Assignment 6: Data wrangling I

In the last two assignments you’ve explored data with both basic statistical methods and different types of data visualization. While this is a key part of the data analysis process, datasets need to be in the right format before analysts can start drawing meaningful conclusions. The process of preparing data for analysis is called data wrangling, and often takes the bulk of an analysts’ time during a data project. Possible issues might include:

  • Missing data or problematic/incorrect values in a dataset;

  • Data are formatted incorrectly, preventing the analyst from working with the data in the right way;

  • Data are spread across multiple files or data tables;

  • Data are in the wrong “shape” for analysis and visualization

  • All of the above, in varying capacities!

A major reason why you are learning to work with pandas in this course is because it can flexibly handle all of these tasks. In this notebook, we’ll be going over some basic examples of how this works, which you’ll then put into practice with the Exercises at the end.

In this notebook, we’ll be working primarily with the US Department of Education’s College Scorecard dataset. Read in the full dataset with the code below.

import pandas as pd

full_url = 'http://personal.tcu.edu/kylewalker/data/colleges.csv'
full = pd.read_csv(full_url, encoding = 'latin_1')
full.shape
(7804, 122)

We see that our data have over 7800 rows, and a whopping 122 columns! At this point, while you might not know yet what insights are contained in the data, you will have some sense of the research questions that you are interested in. As your research questions don’t likely require all 122 columns, you can safely restrict your dataset to only those columns that you need for your analysis. Our core research question is as follows:

  • How does the proportion of non-traditional students - defined as undergraduate students aged 25 and above - vary among comparable bachelor’s-granting colleges and universities?

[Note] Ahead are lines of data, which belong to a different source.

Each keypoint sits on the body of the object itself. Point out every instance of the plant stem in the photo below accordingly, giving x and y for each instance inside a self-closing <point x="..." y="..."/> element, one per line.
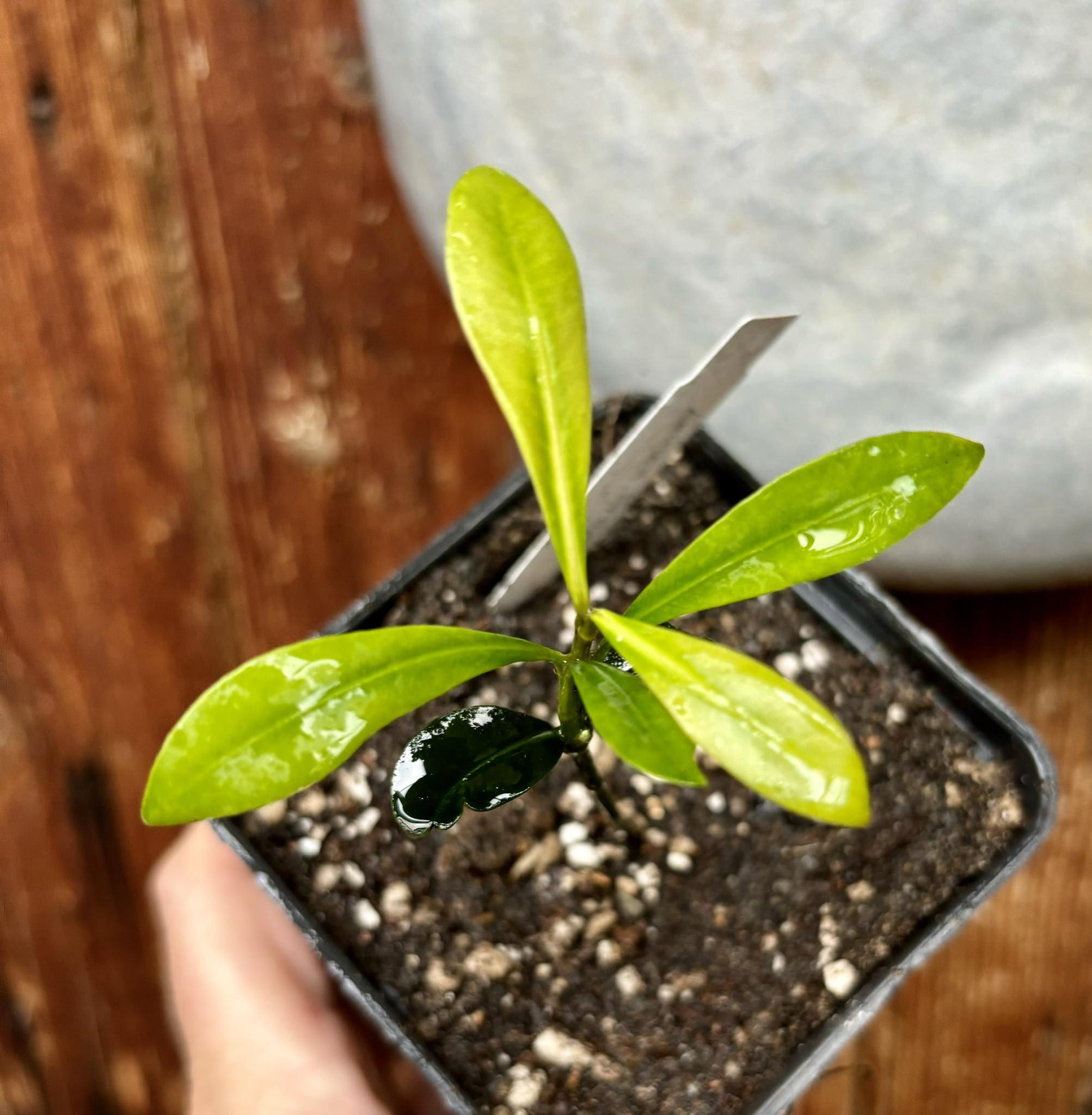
<point x="594" y="781"/>
<point x="576" y="728"/>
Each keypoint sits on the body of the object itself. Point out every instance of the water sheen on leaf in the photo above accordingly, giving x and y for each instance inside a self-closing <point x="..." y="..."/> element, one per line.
<point x="766" y="732"/>
<point x="480" y="757"/>
<point x="825" y="517"/>
<point x="635" y="724"/>
<point x="287" y="718"/>
<point x="517" y="292"/>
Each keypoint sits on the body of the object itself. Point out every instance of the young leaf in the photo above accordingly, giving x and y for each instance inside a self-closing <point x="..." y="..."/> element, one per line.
<point x="517" y="291"/>
<point x="481" y="756"/>
<point x="635" y="724"/>
<point x="823" y="518"/>
<point x="289" y="717"/>
<point x="770" y="734"/>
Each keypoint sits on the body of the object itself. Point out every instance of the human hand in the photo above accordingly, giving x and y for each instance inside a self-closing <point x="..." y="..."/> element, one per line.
<point x="257" y="1020"/>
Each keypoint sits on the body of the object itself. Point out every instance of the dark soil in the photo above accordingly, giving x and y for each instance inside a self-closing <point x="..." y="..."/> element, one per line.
<point x="602" y="978"/>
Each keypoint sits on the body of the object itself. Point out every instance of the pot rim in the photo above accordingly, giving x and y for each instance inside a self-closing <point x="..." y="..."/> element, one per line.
<point x="873" y="622"/>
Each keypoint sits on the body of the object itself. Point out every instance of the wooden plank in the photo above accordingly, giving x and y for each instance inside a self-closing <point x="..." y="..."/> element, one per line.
<point x="231" y="397"/>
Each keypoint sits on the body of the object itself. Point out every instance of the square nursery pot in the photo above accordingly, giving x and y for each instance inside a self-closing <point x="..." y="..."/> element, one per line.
<point x="604" y="981"/>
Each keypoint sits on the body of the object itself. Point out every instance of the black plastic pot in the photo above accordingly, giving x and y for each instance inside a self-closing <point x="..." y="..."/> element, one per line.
<point x="876" y="626"/>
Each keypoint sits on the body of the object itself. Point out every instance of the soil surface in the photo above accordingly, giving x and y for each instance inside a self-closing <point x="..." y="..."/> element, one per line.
<point x="556" y="968"/>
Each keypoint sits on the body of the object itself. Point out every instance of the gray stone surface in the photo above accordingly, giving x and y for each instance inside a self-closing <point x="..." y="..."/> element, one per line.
<point x="914" y="179"/>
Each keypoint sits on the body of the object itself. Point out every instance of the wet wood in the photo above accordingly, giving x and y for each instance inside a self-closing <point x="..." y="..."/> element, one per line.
<point x="232" y="396"/>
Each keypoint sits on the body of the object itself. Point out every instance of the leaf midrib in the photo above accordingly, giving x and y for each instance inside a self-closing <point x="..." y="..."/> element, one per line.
<point x="326" y="697"/>
<point x="544" y="357"/>
<point x="849" y="505"/>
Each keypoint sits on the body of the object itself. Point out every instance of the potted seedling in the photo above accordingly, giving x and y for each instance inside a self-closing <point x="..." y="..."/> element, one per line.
<point x="702" y="877"/>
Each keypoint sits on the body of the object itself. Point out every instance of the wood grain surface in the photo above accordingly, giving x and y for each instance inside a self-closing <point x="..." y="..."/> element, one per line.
<point x="232" y="396"/>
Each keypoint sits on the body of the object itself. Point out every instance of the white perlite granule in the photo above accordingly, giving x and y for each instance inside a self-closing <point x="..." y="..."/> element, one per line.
<point x="841" y="978"/>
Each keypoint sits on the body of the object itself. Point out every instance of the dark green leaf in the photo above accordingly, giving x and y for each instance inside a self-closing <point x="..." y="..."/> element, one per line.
<point x="286" y="718"/>
<point x="481" y="757"/>
<point x="517" y="291"/>
<point x="635" y="724"/>
<point x="830" y="514"/>
<point x="766" y="732"/>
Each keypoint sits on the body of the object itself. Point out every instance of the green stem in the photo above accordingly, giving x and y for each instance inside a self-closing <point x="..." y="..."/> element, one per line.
<point x="576" y="728"/>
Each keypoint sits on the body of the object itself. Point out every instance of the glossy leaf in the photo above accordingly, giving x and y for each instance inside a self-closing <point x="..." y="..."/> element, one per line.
<point x="830" y="514"/>
<point x="634" y="723"/>
<point x="289" y="717"/>
<point x="766" y="732"/>
<point x="481" y="757"/>
<point x="517" y="291"/>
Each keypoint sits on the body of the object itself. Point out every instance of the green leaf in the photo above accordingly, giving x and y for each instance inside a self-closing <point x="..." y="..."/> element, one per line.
<point x="830" y="514"/>
<point x="289" y="717"/>
<point x="481" y="756"/>
<point x="770" y="734"/>
<point x="517" y="291"/>
<point x="635" y="724"/>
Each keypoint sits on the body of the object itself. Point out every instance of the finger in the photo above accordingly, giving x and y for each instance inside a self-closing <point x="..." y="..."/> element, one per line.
<point x="249" y="997"/>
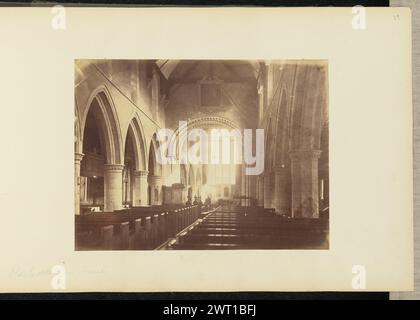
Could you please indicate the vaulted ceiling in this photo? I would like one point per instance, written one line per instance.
(194, 70)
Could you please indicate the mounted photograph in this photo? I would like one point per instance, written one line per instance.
(201, 154)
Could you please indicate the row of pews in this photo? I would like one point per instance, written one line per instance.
(254, 228)
(137, 228)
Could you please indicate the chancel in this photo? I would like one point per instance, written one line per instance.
(271, 194)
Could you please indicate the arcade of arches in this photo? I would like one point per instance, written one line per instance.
(120, 105)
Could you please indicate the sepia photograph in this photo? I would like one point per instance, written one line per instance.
(160, 149)
(201, 154)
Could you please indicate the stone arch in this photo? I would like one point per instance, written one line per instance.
(306, 116)
(191, 176)
(108, 124)
(154, 166)
(135, 130)
(202, 122)
(77, 130)
(183, 175)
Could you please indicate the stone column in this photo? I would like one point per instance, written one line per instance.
(113, 187)
(261, 190)
(267, 191)
(305, 196)
(243, 188)
(282, 190)
(77, 161)
(155, 183)
(140, 188)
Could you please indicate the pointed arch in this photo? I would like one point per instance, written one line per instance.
(135, 130)
(106, 116)
(183, 175)
(191, 176)
(77, 130)
(154, 166)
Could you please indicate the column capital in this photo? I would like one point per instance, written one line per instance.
(305, 154)
(113, 167)
(155, 180)
(141, 173)
(78, 157)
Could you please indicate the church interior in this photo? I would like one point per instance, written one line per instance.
(127, 198)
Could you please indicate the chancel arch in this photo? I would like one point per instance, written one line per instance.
(101, 168)
(154, 174)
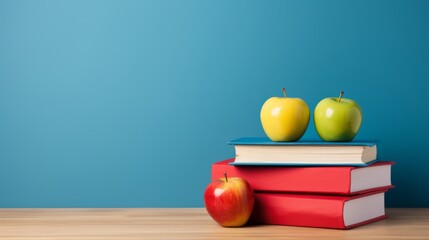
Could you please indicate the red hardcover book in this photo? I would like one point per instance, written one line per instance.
(340, 180)
(323, 211)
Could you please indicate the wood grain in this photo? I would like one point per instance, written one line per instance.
(187, 223)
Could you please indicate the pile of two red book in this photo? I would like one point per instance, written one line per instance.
(340, 196)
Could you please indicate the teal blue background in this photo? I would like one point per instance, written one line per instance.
(128, 103)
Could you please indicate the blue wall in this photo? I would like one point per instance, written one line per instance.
(128, 103)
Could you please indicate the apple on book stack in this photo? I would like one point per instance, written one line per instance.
(334, 183)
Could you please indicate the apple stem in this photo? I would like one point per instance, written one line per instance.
(341, 95)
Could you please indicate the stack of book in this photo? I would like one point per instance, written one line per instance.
(311, 184)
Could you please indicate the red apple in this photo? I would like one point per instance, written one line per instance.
(229, 201)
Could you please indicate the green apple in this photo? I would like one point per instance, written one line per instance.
(285, 119)
(337, 119)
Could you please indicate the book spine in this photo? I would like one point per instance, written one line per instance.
(281, 209)
(323, 180)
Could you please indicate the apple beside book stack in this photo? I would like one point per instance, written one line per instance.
(230, 202)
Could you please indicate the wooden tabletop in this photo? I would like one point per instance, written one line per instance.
(187, 223)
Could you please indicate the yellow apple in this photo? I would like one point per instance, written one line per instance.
(285, 119)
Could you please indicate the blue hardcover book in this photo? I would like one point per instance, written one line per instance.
(262, 151)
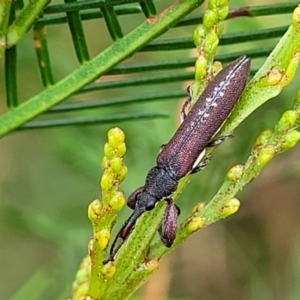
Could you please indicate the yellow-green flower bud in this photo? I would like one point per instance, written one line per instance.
(235, 173)
(116, 164)
(94, 209)
(121, 150)
(290, 140)
(230, 207)
(265, 155)
(109, 152)
(210, 18)
(102, 238)
(115, 137)
(107, 180)
(264, 138)
(109, 269)
(200, 68)
(117, 201)
(194, 224)
(199, 35)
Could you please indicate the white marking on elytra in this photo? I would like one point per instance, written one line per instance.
(196, 163)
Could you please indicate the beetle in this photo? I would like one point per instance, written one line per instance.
(182, 154)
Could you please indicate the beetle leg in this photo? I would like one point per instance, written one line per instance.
(168, 228)
(202, 165)
(219, 140)
(185, 104)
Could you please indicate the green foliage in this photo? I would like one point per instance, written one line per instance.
(44, 209)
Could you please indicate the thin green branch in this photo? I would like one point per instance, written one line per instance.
(87, 4)
(112, 22)
(78, 37)
(89, 15)
(184, 63)
(226, 39)
(11, 77)
(41, 48)
(5, 12)
(25, 20)
(96, 67)
(148, 8)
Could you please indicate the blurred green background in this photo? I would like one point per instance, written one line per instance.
(49, 177)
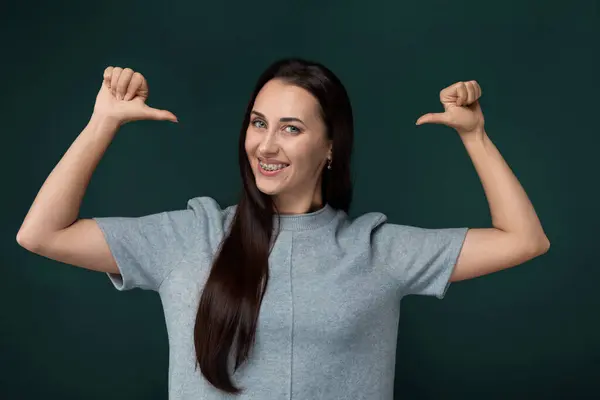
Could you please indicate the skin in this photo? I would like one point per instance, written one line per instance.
(52, 227)
(286, 126)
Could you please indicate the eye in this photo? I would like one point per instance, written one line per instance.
(292, 129)
(258, 123)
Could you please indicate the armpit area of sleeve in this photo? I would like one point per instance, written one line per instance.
(457, 239)
(130, 275)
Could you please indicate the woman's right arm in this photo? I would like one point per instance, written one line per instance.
(52, 228)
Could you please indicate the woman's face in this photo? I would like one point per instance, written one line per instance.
(287, 146)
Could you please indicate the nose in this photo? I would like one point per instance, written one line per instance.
(268, 145)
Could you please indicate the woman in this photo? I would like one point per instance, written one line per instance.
(282, 295)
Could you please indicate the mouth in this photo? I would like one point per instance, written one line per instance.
(271, 169)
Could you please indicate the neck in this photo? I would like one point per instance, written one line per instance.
(289, 204)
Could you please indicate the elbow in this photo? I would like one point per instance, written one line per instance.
(28, 241)
(539, 247)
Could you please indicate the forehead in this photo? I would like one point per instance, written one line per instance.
(280, 99)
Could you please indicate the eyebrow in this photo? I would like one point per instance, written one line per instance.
(284, 119)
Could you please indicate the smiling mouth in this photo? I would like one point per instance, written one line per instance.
(272, 167)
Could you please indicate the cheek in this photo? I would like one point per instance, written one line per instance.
(250, 145)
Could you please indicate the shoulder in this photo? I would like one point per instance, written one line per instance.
(209, 214)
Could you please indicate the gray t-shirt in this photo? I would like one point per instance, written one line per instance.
(328, 323)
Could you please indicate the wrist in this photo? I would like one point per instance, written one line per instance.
(107, 121)
(476, 137)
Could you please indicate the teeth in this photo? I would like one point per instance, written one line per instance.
(272, 167)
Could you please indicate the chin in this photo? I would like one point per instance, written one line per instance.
(270, 188)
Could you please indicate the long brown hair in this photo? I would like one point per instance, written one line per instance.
(230, 302)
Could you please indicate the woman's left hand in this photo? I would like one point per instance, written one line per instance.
(462, 109)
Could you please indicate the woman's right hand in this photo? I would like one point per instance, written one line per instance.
(123, 96)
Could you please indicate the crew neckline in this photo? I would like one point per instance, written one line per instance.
(311, 220)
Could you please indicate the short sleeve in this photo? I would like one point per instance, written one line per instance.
(147, 248)
(421, 259)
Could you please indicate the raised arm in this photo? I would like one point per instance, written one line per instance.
(516, 235)
(52, 227)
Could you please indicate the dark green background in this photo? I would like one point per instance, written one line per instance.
(529, 332)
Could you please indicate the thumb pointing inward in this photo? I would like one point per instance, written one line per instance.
(160, 115)
(432, 118)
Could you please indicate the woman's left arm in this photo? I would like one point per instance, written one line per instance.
(517, 235)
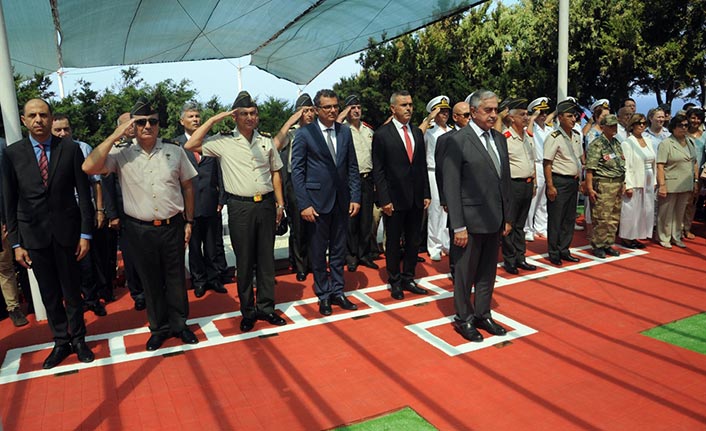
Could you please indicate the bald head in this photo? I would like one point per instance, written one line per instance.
(461, 114)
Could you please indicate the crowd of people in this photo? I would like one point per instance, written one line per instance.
(474, 178)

To accomplish this, we’ll need to identify some columns that we need and subset our data accordingly. The columns we’ll be keeping are as follows:

  • INSTNM: The name of the institution;

  • STABBR: The state the institution is located in;

  • PREDDEG: The primary type of degree granted by the institution; codes include 1 for certificates, 2 for associate’s degrees, 3 for bachelor’s degrees, and 4 for graduate degrees;

  • CONTROL: The ownership of the institution, coded as 1 for public non-profit, 2 for private non-profit, and 3 for private for-profit;

  • UGDS: The number of undergraduates enrolled at the institution;

  • UG25abv: The percentage of undergraduates at the institution aged 25 and above.

Subsetting data

As we discussed in class, pandas includes many different methods for subsetting data; I encourage you to review the corresponding lecture notes for the full set of methods that we discussed. In this notebook, we’ll be focusing on the methods that allow us to accomplish the task at hand, and you’ll be learning a few new methods as well.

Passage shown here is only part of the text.